We based our study on empirical evidence from worksite-based smoking cessation programs. However, further studies are needed to ascertain what works in apprentice-based smoking cessation versus worksite-based smoking cessation programs. Perhaps, redressing disparities in smoking cessation entails complementary efforts in both apprenticeship programs and worksites. This is especially important for construction workers. According to National Health Interview Survey data from 1997 to 2004, occupations with smoking rates above 30% were all blue-collar, with construction workers having the highest prevalence of smoking at 38.8% [
34]. Workplace smoking bans can decrease cigarette smoking [
19]. However, blue-collar workplaces have been slow to implement bans [
22] and many blue-collar workers work outside where they can easily smoke (e.g., construction sites).

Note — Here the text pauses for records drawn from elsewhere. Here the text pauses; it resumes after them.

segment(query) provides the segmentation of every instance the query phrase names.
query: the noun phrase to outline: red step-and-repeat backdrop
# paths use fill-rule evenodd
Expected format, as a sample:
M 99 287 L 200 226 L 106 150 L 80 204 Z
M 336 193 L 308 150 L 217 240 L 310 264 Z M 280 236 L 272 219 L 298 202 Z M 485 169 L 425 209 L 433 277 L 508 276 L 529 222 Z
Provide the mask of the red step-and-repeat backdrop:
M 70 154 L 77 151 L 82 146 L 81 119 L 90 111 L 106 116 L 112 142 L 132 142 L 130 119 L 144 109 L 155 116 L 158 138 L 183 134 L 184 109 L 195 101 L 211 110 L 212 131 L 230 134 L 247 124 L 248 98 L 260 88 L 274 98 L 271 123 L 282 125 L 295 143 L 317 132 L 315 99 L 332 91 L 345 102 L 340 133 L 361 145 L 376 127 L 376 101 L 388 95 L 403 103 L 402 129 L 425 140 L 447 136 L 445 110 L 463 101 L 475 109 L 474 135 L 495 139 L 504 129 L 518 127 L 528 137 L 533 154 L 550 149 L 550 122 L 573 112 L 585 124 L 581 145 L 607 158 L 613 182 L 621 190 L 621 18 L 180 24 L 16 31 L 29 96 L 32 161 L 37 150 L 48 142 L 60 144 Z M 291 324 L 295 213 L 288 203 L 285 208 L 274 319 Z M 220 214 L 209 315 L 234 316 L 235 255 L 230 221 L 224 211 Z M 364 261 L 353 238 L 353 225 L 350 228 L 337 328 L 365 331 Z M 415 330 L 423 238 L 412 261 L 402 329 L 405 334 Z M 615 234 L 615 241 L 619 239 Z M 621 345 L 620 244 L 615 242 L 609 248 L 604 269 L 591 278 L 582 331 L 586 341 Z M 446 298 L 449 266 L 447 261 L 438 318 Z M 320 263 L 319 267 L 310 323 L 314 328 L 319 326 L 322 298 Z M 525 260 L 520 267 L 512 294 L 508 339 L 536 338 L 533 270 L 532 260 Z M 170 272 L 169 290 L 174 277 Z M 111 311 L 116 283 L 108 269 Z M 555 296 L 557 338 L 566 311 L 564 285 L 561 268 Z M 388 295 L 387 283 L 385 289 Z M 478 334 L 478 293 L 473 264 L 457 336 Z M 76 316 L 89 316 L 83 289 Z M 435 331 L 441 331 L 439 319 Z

This study’s findings have implications for future research and practice on smoking cessation among blue-collar workers. To our knowledge, our study is the first randomized-controlled study to intervene on smoking cessation among blue-collar workers at their training sites in collaboration with their unions. Unions represent many workers in blue-collar occupations and can be another channel through which interventionists can reach blue-collar workers, who, otherwise would be scattered across several worksites [
38]. We have not found other reported smoking cessation interventions that targeted this untapped area of worksite health promotion. However, the study also underscores a need to find ways to provide continued assistance with maintenance of smoking cessation to apprentices who quit smoking.
In conclusion, this study demonstrated the feasibility of integrating smoking cessation programs into training programs for apprentices in the building trades. The dissemination of such programs could occur through labor-management health and welfare funds, which provide insurance to some 10 million union members and their dependents, largely employed in the building trades [
39]. An insurance-funded program that is delivered annually in apprenticeship programs, and that includes evidence-based behavioral counseling coupled with NRT, would be sustainable and may help with relapse prevention. Additionally, the toxics and tobacco curriculum is readily available through the BUILT project in California, which developed materials using state funds. Public health advocates ought to urge these labor-management health and welfare funds to provide training and worksite-based programs such as MassBUILT, as part of comprehensive wellness programming. Such programs could lead to long-term savings for jointly sponsored labor-management insurance funds.